グルージャ盛岡 2018シーズンプレビュー
今週末より2018シーズンのJ3リーグが開催されます。
今季も昨季同様、グルージャの試合のプレビュー・レビューは可能な限り続けたいと思っています。今回は開幕戦のマッチプレビューの前に、諸々の復習・予習をしつつグルージャのシーズンプレビューを行います。
2017シーズン総括
グルージャ盛岡は、リーグ成績7勝8分17敗、勝ち点:29の15位(17チーム中)で2017シーズンを終えました。
2017シーズン開幕前、クラブは2016シーズンにおける攻撃力を維持した上で守備力の強化を計ることを宣言していました。しかしシーズンを終えてみれば1試合平均の得点は激減した(1.43→1.00)にも関わらず、1試合平均の失点は殆ど変わっておらず(1.57→1.53)、下位に沈んだ成績も納得のスタッツ。
また夏場にはリーグワーストタイとなる7連敗という不名誉な記録もマークし、『弱いグルージャ』のパブリックイメージを更に強化してしまいました。
J3昇格以降の4シーズンで比較すると、2017シーズンは1試合平均の勝ち点では最低の数字(0.91)となっており、過去4シーズンで最低の成績だったと言っても良いかと思います。

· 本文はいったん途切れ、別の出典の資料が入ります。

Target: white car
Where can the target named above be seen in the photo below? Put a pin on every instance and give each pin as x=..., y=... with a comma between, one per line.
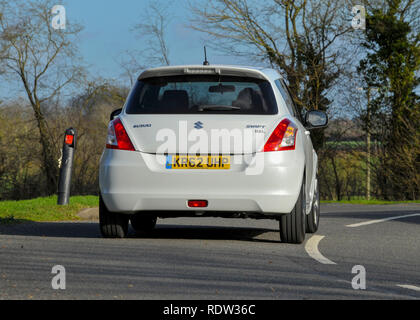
x=218, y=141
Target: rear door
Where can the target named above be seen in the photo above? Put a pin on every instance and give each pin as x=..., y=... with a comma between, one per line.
x=173, y=114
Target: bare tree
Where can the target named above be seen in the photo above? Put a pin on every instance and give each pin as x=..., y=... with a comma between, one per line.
x=152, y=33
x=299, y=37
x=43, y=60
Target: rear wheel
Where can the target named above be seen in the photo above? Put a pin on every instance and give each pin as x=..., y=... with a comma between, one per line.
x=312, y=221
x=112, y=224
x=292, y=226
x=142, y=222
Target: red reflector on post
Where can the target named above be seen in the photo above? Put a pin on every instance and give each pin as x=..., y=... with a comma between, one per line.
x=198, y=203
x=69, y=139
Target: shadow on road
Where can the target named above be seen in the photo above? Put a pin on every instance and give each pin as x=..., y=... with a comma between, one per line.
x=91, y=230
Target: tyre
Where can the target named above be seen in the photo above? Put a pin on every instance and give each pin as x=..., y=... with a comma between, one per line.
x=142, y=222
x=112, y=224
x=312, y=220
x=293, y=225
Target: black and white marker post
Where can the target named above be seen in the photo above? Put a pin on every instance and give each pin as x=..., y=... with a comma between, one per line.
x=64, y=184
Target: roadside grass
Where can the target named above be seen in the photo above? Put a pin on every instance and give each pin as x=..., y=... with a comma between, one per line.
x=374, y=201
x=44, y=209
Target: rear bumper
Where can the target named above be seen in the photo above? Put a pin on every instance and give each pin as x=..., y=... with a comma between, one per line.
x=136, y=181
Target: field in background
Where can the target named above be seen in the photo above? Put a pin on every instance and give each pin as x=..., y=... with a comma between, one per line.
x=44, y=209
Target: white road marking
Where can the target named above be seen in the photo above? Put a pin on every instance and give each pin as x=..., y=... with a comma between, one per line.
x=311, y=248
x=381, y=220
x=408, y=286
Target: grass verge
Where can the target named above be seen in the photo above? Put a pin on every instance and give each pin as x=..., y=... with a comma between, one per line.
x=370, y=202
x=44, y=209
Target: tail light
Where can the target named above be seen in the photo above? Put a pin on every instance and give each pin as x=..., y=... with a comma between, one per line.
x=283, y=137
x=117, y=137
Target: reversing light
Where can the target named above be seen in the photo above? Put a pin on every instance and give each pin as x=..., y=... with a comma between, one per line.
x=283, y=137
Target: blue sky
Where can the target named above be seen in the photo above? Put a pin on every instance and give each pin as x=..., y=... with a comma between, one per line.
x=107, y=33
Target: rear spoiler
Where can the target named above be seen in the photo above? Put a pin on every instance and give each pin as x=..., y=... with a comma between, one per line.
x=202, y=70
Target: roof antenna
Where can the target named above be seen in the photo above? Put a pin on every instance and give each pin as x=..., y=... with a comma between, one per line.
x=205, y=63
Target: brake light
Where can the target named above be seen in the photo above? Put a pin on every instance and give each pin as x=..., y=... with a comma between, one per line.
x=117, y=137
x=198, y=203
x=283, y=137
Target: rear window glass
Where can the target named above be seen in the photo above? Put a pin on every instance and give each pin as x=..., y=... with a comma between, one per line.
x=201, y=94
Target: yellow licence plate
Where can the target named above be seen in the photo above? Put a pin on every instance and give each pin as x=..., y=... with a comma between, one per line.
x=198, y=162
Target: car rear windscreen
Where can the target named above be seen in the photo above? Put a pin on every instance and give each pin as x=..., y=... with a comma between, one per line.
x=192, y=94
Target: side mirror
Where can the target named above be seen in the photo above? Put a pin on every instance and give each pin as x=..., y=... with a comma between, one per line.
x=114, y=114
x=316, y=119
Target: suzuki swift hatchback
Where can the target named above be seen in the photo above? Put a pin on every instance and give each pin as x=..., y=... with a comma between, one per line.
x=219, y=141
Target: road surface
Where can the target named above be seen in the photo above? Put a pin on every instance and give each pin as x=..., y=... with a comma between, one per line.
x=209, y=258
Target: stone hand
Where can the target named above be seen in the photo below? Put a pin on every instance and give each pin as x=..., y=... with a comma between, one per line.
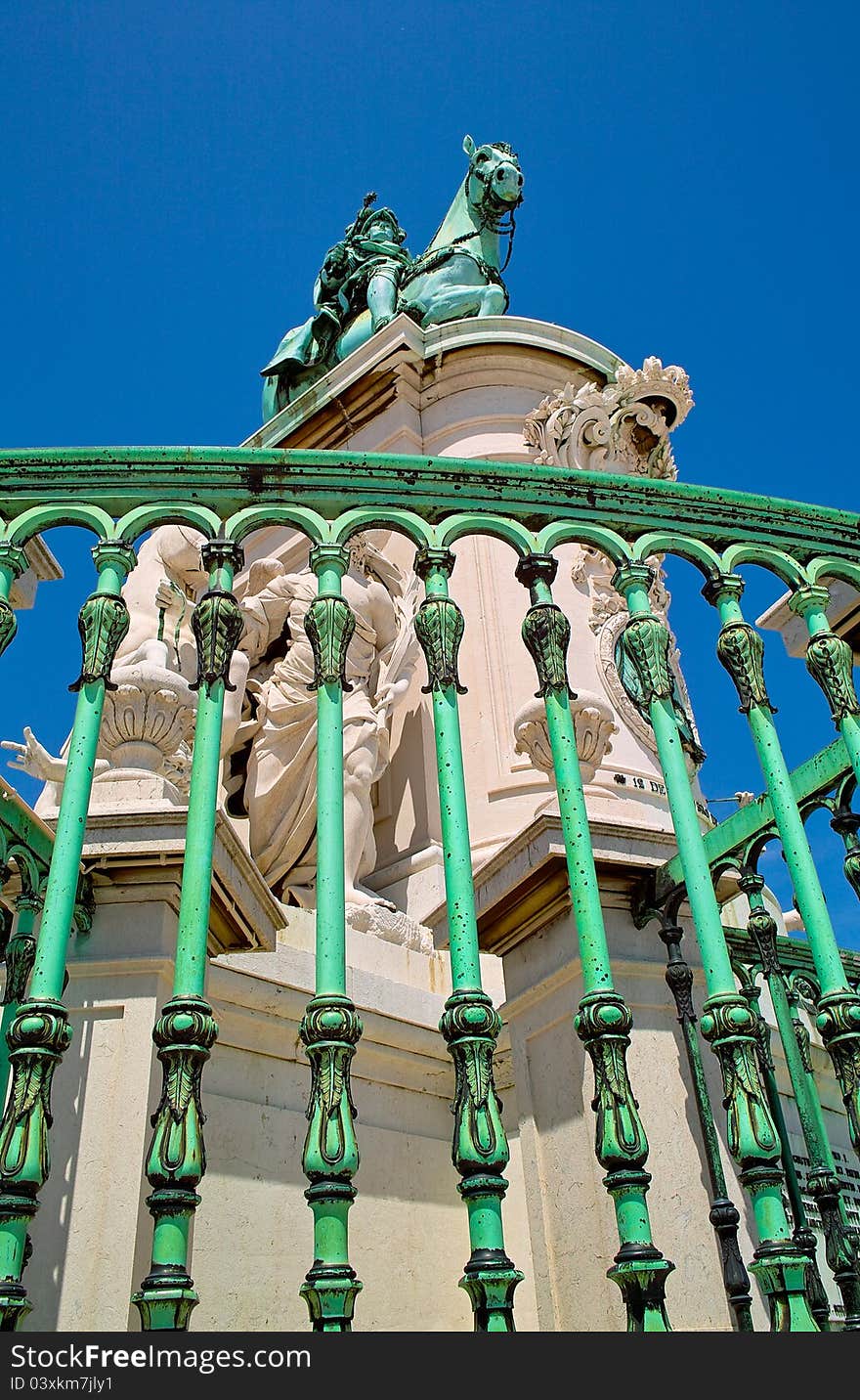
x=389, y=694
x=34, y=759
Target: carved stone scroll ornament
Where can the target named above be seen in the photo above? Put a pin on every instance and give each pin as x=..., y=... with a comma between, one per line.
x=620, y=427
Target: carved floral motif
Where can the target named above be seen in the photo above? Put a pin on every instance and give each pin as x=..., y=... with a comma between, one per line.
x=623, y=426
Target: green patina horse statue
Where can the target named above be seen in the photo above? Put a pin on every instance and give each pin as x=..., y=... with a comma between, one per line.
x=459, y=275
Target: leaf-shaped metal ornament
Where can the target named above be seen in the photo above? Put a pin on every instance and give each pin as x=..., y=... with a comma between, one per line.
x=547, y=634
x=830, y=661
x=742, y=650
x=9, y=625
x=643, y=645
x=217, y=625
x=103, y=623
x=440, y=628
x=328, y=625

試合内容も2016シーズンに比べると、相手のゴールに迫るシーンが減り魅力が乏しいものになった印象は否めません。
昨シーズンは2016シーズンの積み上げの上でのシーズンでしたが、はっきり申し上げますが、2017シーズンにおける積み上げはなかったと思います。積み上げの難しさ、醸成する難しさを私を含めて現場スタッフが痛感しました。なのでまた一からスタートするという覚悟は選手だけでなく我々スタッフも相当なものをもって臨みますし、他のクラブも私たち以上に補強していると思いますので、そういったクラブと相対した時にその想いや覚悟を持って挑みます。
(2018年1月19日 新加入選手記者会見での取締役強化部長:中村学氏のコメントより)
リーグ下位の成績だったことよりも、トップチームにおいては『2017シーズンにおける積み上げはなかった。』という事実が何より残念でした。
2017シーズンはクラブの経営危機を乗り越え、J3ライセンス剥奪は何とか回避した再出発のシーズンでしたが、トップチームが前に進めなかったことは、サポーターにとって苦い記憶となったシーズンでもありました。
2018シーズン目標
チームとしては昨年度を上回る成績、29しか取れなかった勝ち点を最低でも40を目指しさらなる上積みを目標に戦っていきたいと思います。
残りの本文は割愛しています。